The operations, which both ended Thursday, netted some 6,000 mortar rounds, more than 1,400 rocket propelled grenades, explosives, AK-47 assault rifles and other weapons. None of those captured, however, were among those still at large from a list of 55 most wanted Iraqis from the former regime.

U.S. authorities have captured 34 people on the list, but not Saddam or his two sons.

A U.S. intelligence official speaking on condition of anonymity said Friday that a new audio recording purportedly by Saddam urging Iraqis to continue a ``holy war'' against U.S. forces is probably authentic and recent - further evidence Saddam survived the war.
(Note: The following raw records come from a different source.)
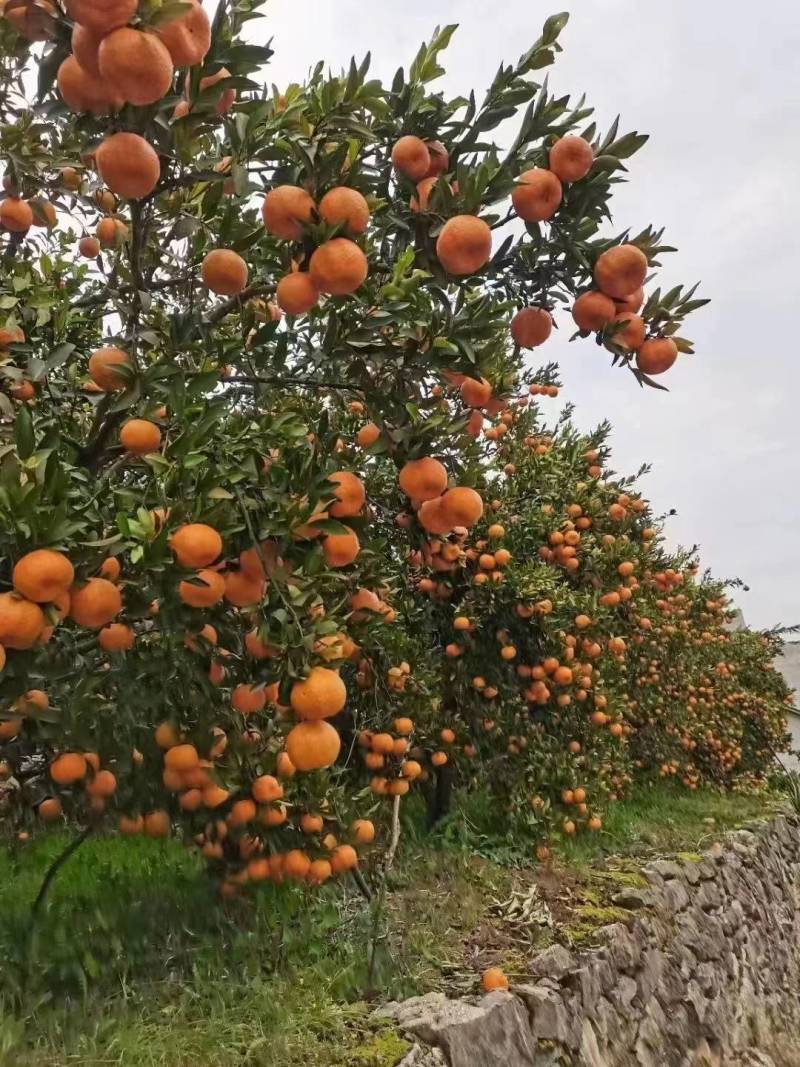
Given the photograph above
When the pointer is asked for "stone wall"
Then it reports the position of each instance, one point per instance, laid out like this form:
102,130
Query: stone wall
705,974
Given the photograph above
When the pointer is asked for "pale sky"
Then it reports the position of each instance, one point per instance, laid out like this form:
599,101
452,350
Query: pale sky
717,85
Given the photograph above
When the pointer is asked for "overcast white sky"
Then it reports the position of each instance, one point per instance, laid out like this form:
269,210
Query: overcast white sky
717,85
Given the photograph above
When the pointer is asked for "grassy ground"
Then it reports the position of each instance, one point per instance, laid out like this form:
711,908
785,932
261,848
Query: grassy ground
137,965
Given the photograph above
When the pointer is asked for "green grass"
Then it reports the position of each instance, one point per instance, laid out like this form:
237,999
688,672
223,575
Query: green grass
137,964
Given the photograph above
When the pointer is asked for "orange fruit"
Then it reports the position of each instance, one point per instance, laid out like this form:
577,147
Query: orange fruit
116,638
140,436
128,165
319,696
350,494
462,507
68,768
593,311
43,575
476,393
494,978
157,824
338,267
15,215
464,244
312,746
297,293
632,334
656,355
537,195
531,327
411,157
21,621
621,271
286,211
195,545
571,158
340,550
95,604
136,64
82,91
344,205
50,809
208,588
89,248
422,479
102,366
101,17
224,272
187,37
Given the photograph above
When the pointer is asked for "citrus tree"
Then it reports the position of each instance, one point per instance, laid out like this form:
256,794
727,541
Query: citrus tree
281,535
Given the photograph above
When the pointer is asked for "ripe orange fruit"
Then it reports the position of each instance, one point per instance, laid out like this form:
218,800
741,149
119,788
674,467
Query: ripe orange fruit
157,824
116,638
128,165
102,368
462,507
621,271
195,545
297,292
422,479
21,621
538,195
476,393
411,157
68,768
224,272
15,215
101,18
350,494
82,91
340,550
320,696
205,590
312,746
140,436
286,211
494,978
50,809
367,435
136,64
531,327
187,37
43,575
632,334
344,205
338,267
95,604
656,355
571,158
464,244
593,311
89,248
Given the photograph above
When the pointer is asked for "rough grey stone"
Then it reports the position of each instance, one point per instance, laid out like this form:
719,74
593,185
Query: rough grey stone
554,962
633,898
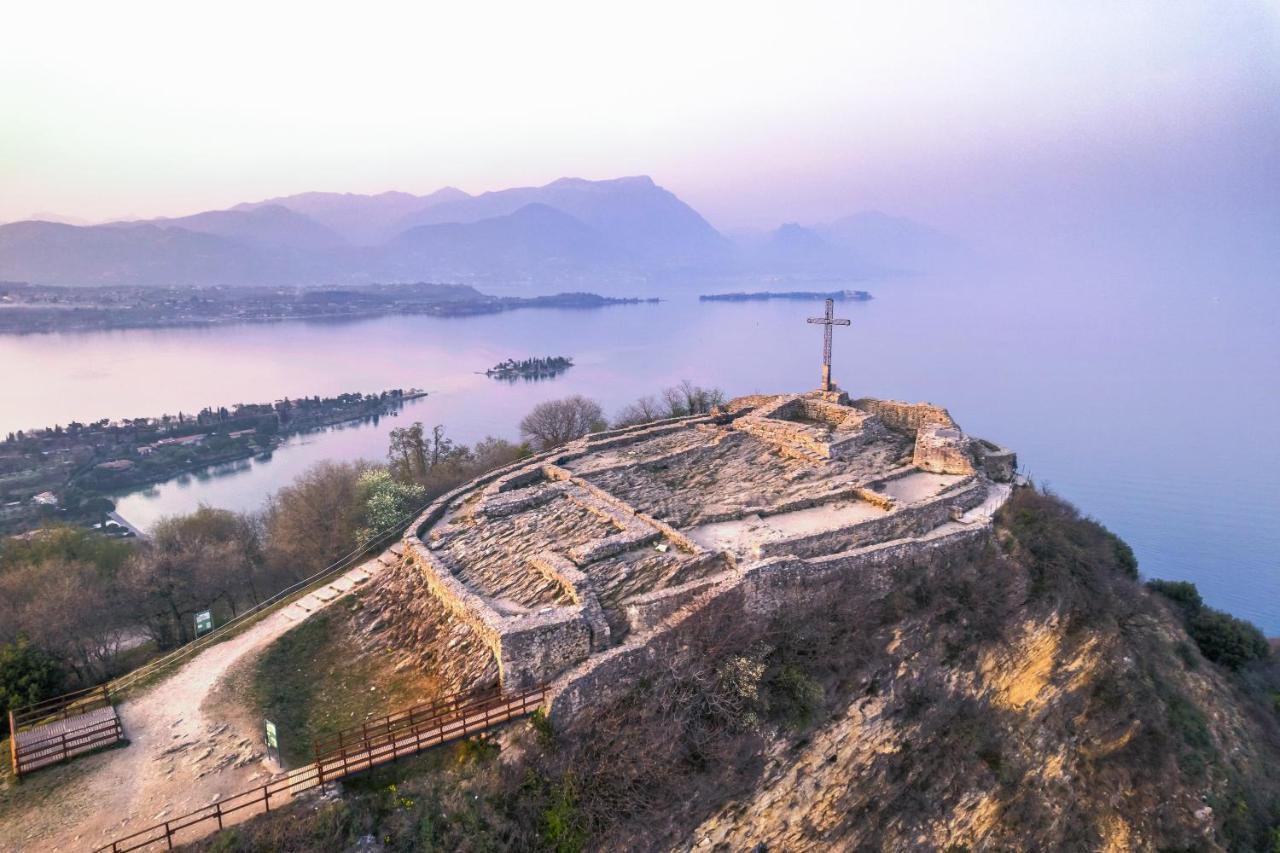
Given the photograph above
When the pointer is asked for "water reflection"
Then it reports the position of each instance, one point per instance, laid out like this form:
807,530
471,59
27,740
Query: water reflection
1143,402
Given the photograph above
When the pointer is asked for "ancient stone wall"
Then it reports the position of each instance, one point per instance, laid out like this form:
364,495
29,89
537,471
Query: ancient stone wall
908,521
905,416
647,611
942,450
997,463
760,591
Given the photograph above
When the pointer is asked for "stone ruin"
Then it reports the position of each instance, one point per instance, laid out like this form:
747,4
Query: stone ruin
562,565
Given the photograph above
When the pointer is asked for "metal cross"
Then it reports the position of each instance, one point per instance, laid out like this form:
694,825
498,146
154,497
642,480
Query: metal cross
827,322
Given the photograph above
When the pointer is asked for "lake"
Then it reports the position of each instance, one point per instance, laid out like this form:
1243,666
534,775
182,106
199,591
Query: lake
1150,405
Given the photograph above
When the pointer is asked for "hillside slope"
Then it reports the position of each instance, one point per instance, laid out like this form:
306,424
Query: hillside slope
1027,694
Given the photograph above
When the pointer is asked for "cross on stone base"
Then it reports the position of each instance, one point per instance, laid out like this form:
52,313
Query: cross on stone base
827,322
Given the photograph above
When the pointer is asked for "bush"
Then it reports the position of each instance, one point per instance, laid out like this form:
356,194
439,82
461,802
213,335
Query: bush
1180,592
1220,637
794,697
27,675
1226,639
The message was aired Thursday, the 35th anniversary of the coup that brought Saddam's Baath Party to power.

Violence against U.S. troops has been concentrated in Iraq's ``Sunni Triangle,'' stretching north and west from Baghdad.
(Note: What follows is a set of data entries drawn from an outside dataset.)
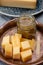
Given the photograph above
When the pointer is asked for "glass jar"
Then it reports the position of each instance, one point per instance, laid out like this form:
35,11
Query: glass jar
26,26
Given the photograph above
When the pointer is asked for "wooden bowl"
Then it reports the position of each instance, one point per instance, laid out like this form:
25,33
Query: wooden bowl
10,28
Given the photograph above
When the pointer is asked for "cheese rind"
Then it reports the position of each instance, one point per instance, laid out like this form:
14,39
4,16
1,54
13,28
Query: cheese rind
26,55
6,39
16,53
8,51
25,45
20,3
15,39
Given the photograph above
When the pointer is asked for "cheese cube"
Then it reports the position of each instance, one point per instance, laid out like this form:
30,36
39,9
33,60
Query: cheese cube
23,39
8,51
16,53
18,35
32,44
15,40
25,45
26,55
5,40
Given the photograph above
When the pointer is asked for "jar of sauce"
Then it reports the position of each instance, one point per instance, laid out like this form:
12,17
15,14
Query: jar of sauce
26,26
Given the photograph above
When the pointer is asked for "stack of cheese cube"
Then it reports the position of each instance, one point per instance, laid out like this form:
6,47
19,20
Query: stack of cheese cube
17,47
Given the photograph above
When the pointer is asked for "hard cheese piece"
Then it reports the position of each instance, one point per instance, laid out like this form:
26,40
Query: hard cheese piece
32,44
8,51
25,45
15,40
5,40
26,55
19,3
16,52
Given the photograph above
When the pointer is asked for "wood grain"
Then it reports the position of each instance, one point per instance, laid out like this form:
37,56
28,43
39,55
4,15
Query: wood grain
19,3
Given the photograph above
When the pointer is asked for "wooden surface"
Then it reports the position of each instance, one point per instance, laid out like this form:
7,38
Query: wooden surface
19,3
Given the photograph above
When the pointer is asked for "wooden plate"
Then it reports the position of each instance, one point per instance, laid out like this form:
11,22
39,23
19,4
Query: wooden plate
10,28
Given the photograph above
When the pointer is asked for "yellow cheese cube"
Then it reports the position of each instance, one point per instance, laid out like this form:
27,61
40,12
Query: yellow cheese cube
8,51
15,40
26,55
23,39
18,35
25,45
5,40
16,53
32,44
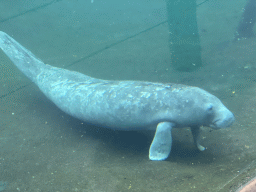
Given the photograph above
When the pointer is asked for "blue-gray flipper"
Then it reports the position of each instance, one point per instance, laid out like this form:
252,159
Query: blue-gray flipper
162,143
196,136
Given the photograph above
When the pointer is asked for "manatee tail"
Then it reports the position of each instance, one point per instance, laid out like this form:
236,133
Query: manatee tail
21,57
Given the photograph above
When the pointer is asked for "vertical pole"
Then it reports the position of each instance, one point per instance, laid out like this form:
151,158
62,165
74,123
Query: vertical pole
248,20
184,38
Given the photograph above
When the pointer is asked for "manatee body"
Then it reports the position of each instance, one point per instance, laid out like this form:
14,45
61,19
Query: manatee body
123,105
At a major Sunni mosque in Baghdad, formerly known as the Mother of all Battles Mosque, preacher Khalid al-Dari called Friday for the Americans to leave Iraq and said the new U.S.-appointed government ``will enshrine Iraq's sectarian differences.''

Iraq's minority Sunni Muslims have long ruled the country, and many of them fear Saddam's ouster will swing the balance of power to majority Shiites. The new 25-member ruling council, appointed by the Americans, has a slim Shiite majority.

But imams at some Shiite mosques also had harsh words for the Americans.

Muqtada al-Sadr, addressing thousands of Shiites at a mosque in the central holy city of Kufa, vowed to establish a council ``of the righteous'' that would rival the new government.

Al-Sadr said the government is comprised of ``nonbelievers'' who don't represent the people.

``We will not cooperate with the council,'' he told the crowd. ``We will form our own council. Iraq will then have two councils: one of the wrongdoers and one of the righteous.''

``Zionists!'' the crowd chanted. ``Zionist council!''

In an interview later with The Associated Press, al-Sadr said he would launch a parallel government and draft a constitution in consultation with all the country's Islamic movements.

``Eventually, we'll have a referendum separate from the Americans and, God willing, elections separate from the Americans,'' he said.